Chords of International Harmony:
The Tokyo String Quartet Resonates with Subaru Telescope
March 09, 2010
Saturday evening, February 6th, was a night to remember, not only during the extraordinary performance of the Tokyo String Quartet, one of the world's most prestigious chamber ensembles, but also afterwards at the animated informal reception for the artists. Subaru provided the site for the reception, where the performers mingled with about 40 guests-members of the Hawaii Concert Society; Subaru staff; and other admirers who had attended the concert.
This relaxing context offered interesting opportunities to converse and learn more about this celebrated group. One of the guests, visiting from Japan, is a board member of the Nippon Music Foundation, which loans its famous Stradivarius instruments to the Quartet. The reception gave him a chance to meet and talk with the members of the Quartet for the first time. Other guests had a close-up view of the Quartet's famous stringed instruments, the so-called "Paganini Quartet", which were superbly crafted in the late 17th and early 18th centuries and were once owned and played in the 19th century by virtuoso violinist Niccolo Paganini.
Beyond the guests' obvious enjoyment of their conversations, the evening highlighted several themes that the Quartet and Subaru share. Although their specialties are different, Subaru and the Quartet are similar in cultivating cooperation in the wider international arena and creating ties with diverse communities around the world. Subaru offers observations with its telescope to scientists worldwide and teams with them to publish joint articles and develop new technologies. The Quartet collaborates with a remarkable array of artists, composers, and organizations to foster a global musical community, in addition to performing in over 100 concerts a year in many different countries.
At its core, the similarities between Subaru Telescope, a scientific organization, and the Tokyo String Quartet, a group of musical artists, converge in their shared values of international collaboration and cooperation, enhanced communication, and a dedication to excellence.
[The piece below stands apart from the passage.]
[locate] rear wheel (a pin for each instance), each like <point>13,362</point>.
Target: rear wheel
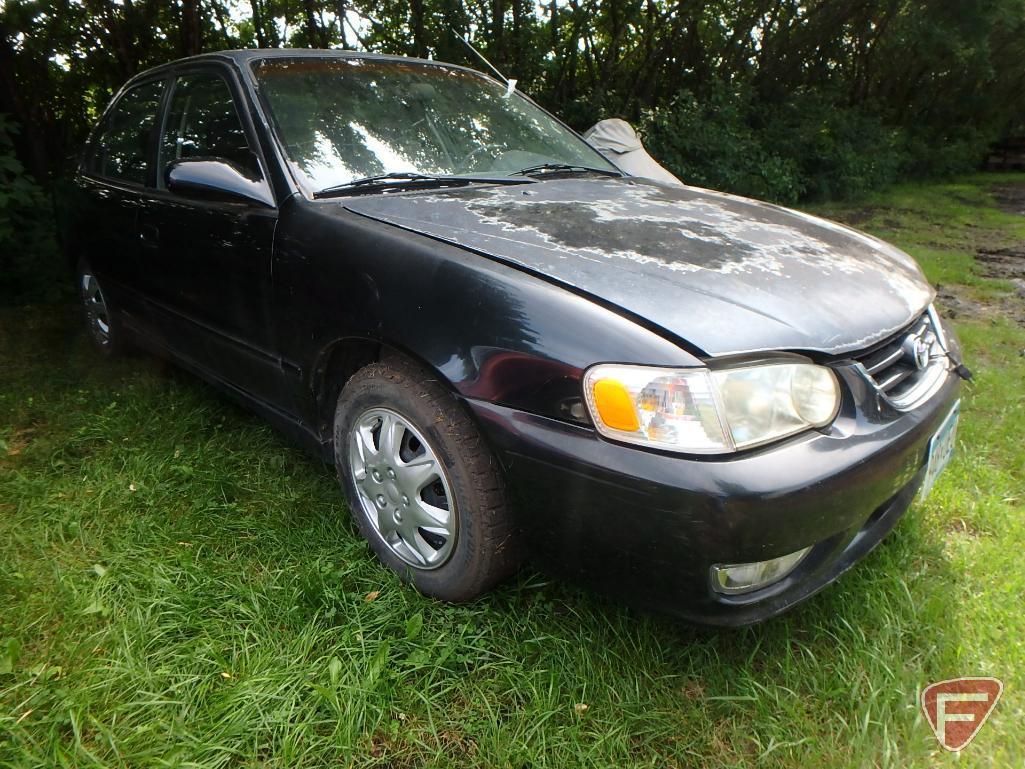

Such attributes may be partially responsible for their longevity. In 2009, Subaru celebrated its 10th anniversary since the telescope saw first light, and the Quartet recently marked its 40th anniversary in Tokyo with three major concerts.
Although the composition of the Quartet and the staff at Subaru have changed over the years, their commitment to cooperation and quality has not. As one reviewer said of the Quartet, "The things the Tokyo does better than most are its almost symbiotic level of togetherness that produces such uniformity of interpretation." As Subaru continues to scan the skies to discover more about the stars and distant galaxies, and the Quartet plays the universal language of music to reach diverse audiences, they resonate in touching a human chord of international harmony on this Earth.